Accusé d'encourager la consommation à l’excès, le milieu de la publicité attire de moins en moins les nouveaux talents. C'est pourtant bien de la nouvelle génération que viendra l’évolution du métier de communicant.
Les boomers sont en PLS. La pub, la com, les agences voient chaque jour leur aura s’effacer un peu plus. La grand-messe dominicale de Culture Pub sur M6 a disparu depuis belle lurette et une à une, les stars historiques de la profession sont parties se réfugier sur leurs terres, car la terre, elle, ne ment pas... Alors que les jeunes se bousculaient au portillon dès la sortie des écoles, c’est la croix et la bannière pour garder les talents et en attirer de nouveaux. Il y a dans chaque vieux pro, un jeune qui se demande comment on en est arrivé là, comment la joie et l’enthousiasme se sont étiolés, comment la fascination a laissé la place à la désillusion, et hélas, comment les fils de pub sont bel et bien devenus, aux yeux de certains, des vrais fils de p…
De Sciences Po au Celsa, nombreux sont ceux qui préfèrent aller voir ailleurs. Mille raisons pour cela. En tête, le «marche ou crève» érigé en philosophie de vie, le ruissellement du stress, les harcèlements en tous genres mais surtout, le rapport ambigu à la consommation, la défiance vis-à-vis des marques qui contribuent à faire brûler la planète, la prolifération des carrefours d’audience pour occuper, entre deux scrolls, ce qui nous reste de temps de cerveau disponible.
Inutile de nier. Nos professions, la main sur le cœur, ont servi cette soupe durant des décennies car elles sonnent au diapason des tendances dominantes. Thuriféraires du diesel hier, contempteurs aujourd’hui, elles suivent les vents dominants. Elles ont scruté et adopté les comportements des cibles qu’elles tiraient comme des pigeons. Elles ont entretenu les stéréotypes qui font vendre tant que rien ne les enjoignait à les dénoncer. Elles ont encouragé les excès en privilégiant une idée du progrès fondée sur la seule accession au confort matériel. Quoiqu’il en coûte à l’environnement et à celles et ceux qui, dans les pays émergents, rendait cette course à la consommation possible.
Un momentum favorable
Il y a donc de l’espoir. Car les mentalités évoluent et concomitamment nos métiers évolueront avec elles. Cet état de fait questionne, alerte et mobilise désormais tant les grandes marques que les agences. C’est bien à la com nouvelle génération de s’engouffrer dans cette voie pour réparer ce qui peut l’être, pour accompagner les transformations sociétales dans lesquelles s’engagent les clients éclairés avec à leur tête des équipes sensible à l’«impact» et au «bien commun». Bien sûr, à ce stade, ce sont encore souvent des mots opportuns pour soulager sa conscience. Mais peu à peu, sous la menace législative ou sous le projet d’entreprise, il y a de quoi mobiliser les énergies. Il y a de quoi retrouver ce qui peut nous rendre collectivement fiers de nos métiers de communicants et laisser au vestiaire les tenues désuètes de vendeurs de cravates dont on nous affuble. Le momentum est favorable pour établir un dialogue utile, fertile et respectueux entre agences et annonceurs de bonne volonté.

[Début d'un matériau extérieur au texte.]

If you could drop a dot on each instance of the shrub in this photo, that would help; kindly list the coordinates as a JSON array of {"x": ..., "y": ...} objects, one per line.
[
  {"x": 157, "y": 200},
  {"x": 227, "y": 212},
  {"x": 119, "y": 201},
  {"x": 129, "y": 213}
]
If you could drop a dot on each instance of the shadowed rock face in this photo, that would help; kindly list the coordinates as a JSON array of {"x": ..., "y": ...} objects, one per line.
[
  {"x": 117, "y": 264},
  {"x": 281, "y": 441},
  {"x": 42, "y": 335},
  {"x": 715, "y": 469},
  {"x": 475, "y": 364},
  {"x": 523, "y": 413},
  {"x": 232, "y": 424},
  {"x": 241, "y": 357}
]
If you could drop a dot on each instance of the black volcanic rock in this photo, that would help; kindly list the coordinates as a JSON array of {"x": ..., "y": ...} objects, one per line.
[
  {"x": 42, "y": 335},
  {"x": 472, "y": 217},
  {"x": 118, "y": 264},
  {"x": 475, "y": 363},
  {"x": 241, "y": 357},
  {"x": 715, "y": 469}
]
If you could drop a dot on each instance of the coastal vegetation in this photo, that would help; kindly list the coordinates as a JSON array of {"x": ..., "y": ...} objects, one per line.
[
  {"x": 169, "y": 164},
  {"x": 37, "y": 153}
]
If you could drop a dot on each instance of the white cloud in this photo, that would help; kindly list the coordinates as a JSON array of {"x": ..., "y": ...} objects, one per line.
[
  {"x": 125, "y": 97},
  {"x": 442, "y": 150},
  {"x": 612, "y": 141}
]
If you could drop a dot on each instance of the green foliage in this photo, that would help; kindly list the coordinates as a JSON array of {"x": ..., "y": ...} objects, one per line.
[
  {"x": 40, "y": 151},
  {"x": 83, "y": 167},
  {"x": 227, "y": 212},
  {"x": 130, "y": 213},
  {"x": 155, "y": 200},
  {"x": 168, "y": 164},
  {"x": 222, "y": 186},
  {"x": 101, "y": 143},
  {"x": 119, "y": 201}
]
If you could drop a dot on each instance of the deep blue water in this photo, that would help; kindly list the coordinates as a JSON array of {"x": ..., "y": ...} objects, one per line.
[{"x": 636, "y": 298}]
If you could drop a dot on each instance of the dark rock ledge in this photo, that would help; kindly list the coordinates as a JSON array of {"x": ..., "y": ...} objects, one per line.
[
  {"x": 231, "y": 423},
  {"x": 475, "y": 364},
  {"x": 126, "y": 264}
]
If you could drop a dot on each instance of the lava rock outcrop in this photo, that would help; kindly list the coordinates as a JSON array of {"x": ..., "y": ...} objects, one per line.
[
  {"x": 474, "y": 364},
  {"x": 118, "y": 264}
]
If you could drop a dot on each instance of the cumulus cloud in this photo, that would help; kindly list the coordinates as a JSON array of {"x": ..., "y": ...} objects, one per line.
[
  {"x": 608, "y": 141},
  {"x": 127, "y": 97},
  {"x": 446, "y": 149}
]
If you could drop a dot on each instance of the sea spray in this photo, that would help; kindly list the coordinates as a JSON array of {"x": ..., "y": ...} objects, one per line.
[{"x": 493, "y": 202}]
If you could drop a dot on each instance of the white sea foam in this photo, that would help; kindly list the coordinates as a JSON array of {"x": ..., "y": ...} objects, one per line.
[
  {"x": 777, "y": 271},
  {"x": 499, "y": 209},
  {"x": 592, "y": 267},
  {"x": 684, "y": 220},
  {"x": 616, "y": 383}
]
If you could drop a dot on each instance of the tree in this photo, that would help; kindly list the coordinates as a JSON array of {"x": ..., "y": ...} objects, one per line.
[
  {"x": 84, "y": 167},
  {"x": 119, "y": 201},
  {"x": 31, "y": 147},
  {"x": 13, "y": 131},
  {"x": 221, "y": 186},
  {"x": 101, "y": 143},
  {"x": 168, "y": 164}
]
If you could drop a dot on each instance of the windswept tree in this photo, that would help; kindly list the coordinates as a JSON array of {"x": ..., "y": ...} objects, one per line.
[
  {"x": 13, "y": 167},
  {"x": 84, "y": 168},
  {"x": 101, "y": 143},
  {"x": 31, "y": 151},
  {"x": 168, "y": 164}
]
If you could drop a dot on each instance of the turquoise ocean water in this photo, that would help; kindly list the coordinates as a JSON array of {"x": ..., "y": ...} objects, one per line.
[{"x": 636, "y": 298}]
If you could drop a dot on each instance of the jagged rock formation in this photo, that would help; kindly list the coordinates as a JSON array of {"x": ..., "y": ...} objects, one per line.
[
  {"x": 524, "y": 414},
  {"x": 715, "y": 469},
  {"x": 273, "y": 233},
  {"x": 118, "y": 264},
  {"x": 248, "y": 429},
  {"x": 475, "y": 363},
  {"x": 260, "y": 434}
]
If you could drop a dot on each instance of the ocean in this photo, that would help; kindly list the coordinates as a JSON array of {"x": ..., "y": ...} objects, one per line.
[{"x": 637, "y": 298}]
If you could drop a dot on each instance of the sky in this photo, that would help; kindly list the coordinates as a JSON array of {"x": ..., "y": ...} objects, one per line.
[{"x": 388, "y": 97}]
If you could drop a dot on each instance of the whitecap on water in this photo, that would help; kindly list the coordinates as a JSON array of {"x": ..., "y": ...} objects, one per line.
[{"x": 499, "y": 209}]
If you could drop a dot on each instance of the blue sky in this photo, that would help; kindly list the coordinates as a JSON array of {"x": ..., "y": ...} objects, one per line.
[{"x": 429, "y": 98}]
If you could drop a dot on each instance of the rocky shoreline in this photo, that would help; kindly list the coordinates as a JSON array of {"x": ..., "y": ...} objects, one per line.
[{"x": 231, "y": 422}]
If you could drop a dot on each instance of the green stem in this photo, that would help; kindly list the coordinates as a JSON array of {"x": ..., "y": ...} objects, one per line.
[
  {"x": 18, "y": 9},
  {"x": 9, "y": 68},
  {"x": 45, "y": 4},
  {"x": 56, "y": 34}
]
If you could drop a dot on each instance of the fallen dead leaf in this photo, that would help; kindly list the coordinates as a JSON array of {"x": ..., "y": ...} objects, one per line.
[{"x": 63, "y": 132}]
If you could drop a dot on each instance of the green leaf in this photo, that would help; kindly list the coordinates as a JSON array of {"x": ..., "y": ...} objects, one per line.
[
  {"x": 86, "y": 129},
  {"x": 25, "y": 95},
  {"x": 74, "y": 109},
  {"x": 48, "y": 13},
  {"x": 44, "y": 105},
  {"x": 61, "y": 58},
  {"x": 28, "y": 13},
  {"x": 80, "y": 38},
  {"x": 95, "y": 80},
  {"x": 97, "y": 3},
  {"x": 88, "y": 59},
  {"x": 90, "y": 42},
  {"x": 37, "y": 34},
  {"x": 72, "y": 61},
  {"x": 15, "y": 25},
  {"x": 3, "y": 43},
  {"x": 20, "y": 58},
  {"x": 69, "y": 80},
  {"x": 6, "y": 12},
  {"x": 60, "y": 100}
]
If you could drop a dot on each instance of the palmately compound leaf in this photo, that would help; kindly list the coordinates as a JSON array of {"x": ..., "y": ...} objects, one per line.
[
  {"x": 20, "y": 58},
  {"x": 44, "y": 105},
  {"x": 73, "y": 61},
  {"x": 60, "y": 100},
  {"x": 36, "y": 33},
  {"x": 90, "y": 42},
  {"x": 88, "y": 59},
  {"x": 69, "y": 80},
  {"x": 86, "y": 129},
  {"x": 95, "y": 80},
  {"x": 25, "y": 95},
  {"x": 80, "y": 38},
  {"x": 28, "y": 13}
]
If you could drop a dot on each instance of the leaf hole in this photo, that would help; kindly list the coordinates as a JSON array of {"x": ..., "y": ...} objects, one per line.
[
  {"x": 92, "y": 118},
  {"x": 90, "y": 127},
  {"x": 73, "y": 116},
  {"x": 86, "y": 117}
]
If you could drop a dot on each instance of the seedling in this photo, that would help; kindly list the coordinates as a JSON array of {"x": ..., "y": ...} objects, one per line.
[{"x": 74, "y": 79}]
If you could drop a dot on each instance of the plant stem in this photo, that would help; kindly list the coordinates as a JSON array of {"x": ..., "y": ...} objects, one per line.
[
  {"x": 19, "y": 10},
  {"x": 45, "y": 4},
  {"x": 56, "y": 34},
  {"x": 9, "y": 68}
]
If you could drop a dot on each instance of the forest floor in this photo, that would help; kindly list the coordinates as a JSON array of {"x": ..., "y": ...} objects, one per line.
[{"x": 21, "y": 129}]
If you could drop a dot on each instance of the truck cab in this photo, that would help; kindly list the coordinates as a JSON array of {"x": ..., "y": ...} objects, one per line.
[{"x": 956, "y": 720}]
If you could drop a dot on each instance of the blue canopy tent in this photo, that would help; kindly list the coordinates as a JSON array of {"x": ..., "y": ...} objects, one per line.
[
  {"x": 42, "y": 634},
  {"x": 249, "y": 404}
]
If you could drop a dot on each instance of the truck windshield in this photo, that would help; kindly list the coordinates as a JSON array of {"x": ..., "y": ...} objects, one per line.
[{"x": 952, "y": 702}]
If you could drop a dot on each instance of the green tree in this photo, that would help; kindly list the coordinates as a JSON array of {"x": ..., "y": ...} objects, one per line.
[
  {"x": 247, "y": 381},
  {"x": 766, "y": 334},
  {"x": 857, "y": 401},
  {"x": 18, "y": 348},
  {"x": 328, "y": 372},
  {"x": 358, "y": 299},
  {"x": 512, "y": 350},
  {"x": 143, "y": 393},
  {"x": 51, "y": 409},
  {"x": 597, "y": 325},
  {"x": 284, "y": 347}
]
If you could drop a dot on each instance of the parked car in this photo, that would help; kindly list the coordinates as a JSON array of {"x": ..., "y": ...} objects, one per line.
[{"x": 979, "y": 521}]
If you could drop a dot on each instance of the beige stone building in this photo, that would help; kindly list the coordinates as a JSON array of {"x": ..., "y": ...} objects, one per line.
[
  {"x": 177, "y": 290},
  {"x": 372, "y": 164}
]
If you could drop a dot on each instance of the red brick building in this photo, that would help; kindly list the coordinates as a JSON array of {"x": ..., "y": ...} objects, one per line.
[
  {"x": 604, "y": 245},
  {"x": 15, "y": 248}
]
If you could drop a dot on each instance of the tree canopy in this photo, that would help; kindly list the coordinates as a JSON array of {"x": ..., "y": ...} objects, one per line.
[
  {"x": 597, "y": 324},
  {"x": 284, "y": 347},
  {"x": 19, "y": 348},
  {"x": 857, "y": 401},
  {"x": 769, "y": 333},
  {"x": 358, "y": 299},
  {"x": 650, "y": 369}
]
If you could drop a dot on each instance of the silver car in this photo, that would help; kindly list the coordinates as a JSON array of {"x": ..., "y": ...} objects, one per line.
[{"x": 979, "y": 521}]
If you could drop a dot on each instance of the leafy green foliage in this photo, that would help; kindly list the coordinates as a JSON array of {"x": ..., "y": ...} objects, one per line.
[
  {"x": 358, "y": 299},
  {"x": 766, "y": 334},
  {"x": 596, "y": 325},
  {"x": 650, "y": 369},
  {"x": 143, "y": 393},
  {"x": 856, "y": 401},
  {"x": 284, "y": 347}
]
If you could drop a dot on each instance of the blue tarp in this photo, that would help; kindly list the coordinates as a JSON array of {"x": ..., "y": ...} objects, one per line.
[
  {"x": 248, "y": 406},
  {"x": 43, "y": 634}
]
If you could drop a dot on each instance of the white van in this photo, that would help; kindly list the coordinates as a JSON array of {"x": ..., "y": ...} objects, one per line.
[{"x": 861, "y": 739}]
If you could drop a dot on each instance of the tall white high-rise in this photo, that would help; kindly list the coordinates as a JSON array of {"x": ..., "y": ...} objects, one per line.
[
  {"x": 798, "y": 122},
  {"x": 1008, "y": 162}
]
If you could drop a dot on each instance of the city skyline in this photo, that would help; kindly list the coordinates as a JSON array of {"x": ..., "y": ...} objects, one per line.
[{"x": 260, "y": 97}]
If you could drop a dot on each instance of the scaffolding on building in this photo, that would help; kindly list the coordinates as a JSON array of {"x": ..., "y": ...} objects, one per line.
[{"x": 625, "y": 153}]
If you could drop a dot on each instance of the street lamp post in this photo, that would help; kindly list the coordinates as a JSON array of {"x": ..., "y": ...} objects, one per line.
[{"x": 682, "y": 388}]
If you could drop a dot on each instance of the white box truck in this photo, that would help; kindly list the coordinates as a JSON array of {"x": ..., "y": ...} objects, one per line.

À cet espoir guidé par la raison et par l’instinct de survie, s’ajoute celui de retrouver la brillance et la créativité sans lesquelles rien ne s’imprime dans nos cerveaux. Il s’agit bien de reprendre la main sur des récits de marque qui ne tiendront désormais que s’ils sont légitimes, que s’ils leur permettent de retrouver une part d’autorité ; celle de l’auteur qui raconte une histoire, pas des histoires. C’est la mission qui s’impose à nous aujourd’hui. Dire les choses telles qu’elles sont parce qu’elles sont avouables et les dire avec légèreté et brio car rien ne peut faire l’impasse du plaisir, du désir et de la jubilation. Non, ce n’était pas mieux avant. Nous disions collectivement n’importe quoi avec talent. Il s’agit aujourd’hui de peser nos mots et nos images avec tout autant d’ambition, d’esprit et de légèreté. Quel beau programme, quelles belles perspectives professionnelles pour ceux qui viennent prendre le relais. Jeunes gens qui voulez changer le monde, soyez-en sûr, la com et la vie d’agence vaut plus que jamais la peine d’être vécue.